He focuses on what Reagan endured and sacrificed in order to reach the end of the Cold War therefore conveying it is the life and soul given to the cause that matters. It is evident that Reagan invested his time and life in and out of office to this cause according to Schweizer. ‘Ronald Reagan is impossible to understand outside his forty-year battle against communism… it consumed more of his attention than any other endeavour and touch the very centre of his life.’ Reagans dedication to the cold war and the demise of communism can be evidenced through the Reagan doctrine, in which he was providing us support to anti-communist ‘freedom fighters’ this ultimately leading to the illegal transactions of weapons and money to Iran which funded Nicaraguan rebels.
While direct evidence between Reagan containing knowledge and the plot could not be found, he still came under criticism, loosing 21% of his supporters in less than a weak, as it was said funds should not have been available had he been appropriately managing his staff. While this could be interpreted to be a limiting factor in the favour of Reagan, it still anchors Schweizer’s line of argument that Reagan was dedicated and determine to fight communism and protect his ideologies. He had to do this despite the opposition he was facing from all directions including family and activists stating ‘the problem you and your friends don’t understand, Mr Wilens, is that soviets are way ahead of us’ it is evident he witnessed a threat many looked passed as Schweizer goes on to say he left understanding Reagan and considering him more reasonable therefore emphasising, the original point that Reagans intentions could be seen through taking time to understand his actions. Therefore, it seems as though those who oversaw Reagan including historian Richard Pipes who also argues in a similar fashion to Schweizer, must praise his efforts and award him in significant breakthroughs.
Schweizer gives the view that Reagans tactics exposed the soviet economy which and therefore weakened ideology domestically therefore gave Gorbachev little choice but to work towards reducing tensions. ‘The key was to play to American strengths – technology and innovation – and exploit soviet weakness in an arms race’ this can been clearly evidenced as at the end of 1981, Reagan restricted soviet access to US-developed energy exploration technology, and while some may argue he was hindering chances of improved relationship, the security of the US while weakening USSR was important in making progression toward the end of the cold, this being further evidence through Reagans 1982 soviet access restriction to oil and gas and related technology, this line of tactic clearly exposed the weaknesses in the soviet economy. It is fair to say, the critical conditions of the economy were a push factor for the USSR to work with the US as they notion of keeping up was unrealistic to obtain, especially in relation to the arms race. Reagan invested heavily in new weapons as it allowed him to negotiate from a position of strength, this being presented through SDI, it wasn’t that Reagan was opposed to discussing arms reduction treaties, this was a tactical decision which could be argued to have made talks more of a pressing matter. It could be seen that this tactic also caused the other favoured viewpoint of people power, as it undeniable the countries with in the iron curtain were unhappy and the higher standard of living of the west only fuelled opposition to the communist government, further putting pressure on characters like Gorbachev.
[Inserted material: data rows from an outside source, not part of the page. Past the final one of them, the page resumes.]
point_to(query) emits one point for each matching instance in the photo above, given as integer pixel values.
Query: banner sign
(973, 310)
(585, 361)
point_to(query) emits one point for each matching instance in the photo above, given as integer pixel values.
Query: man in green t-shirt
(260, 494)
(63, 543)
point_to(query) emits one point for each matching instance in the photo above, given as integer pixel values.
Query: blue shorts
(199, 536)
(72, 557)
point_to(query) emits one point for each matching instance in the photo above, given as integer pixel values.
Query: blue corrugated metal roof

Historian, Michael Bernard also highlights this lack of leeway in decision that the Soviet Union had even though his viewpoint mostly favours people power ‘They could little afford to subsidize the region any longer and certainly, in their precarious economic condition, did not want to alienate western governments and bankers.’ The on-going decline in the economy could be said to be as a consequence to Reagan’s hard-line approach, therefore causing Gorbachev to work well alongside foreign leaders, even in various interpretations Schweizer’s point can be seen. Therefore, this line of argument is credible and after considerable evaluation it must be said to be a key factor that links to a range of events that led to the end of the cold war.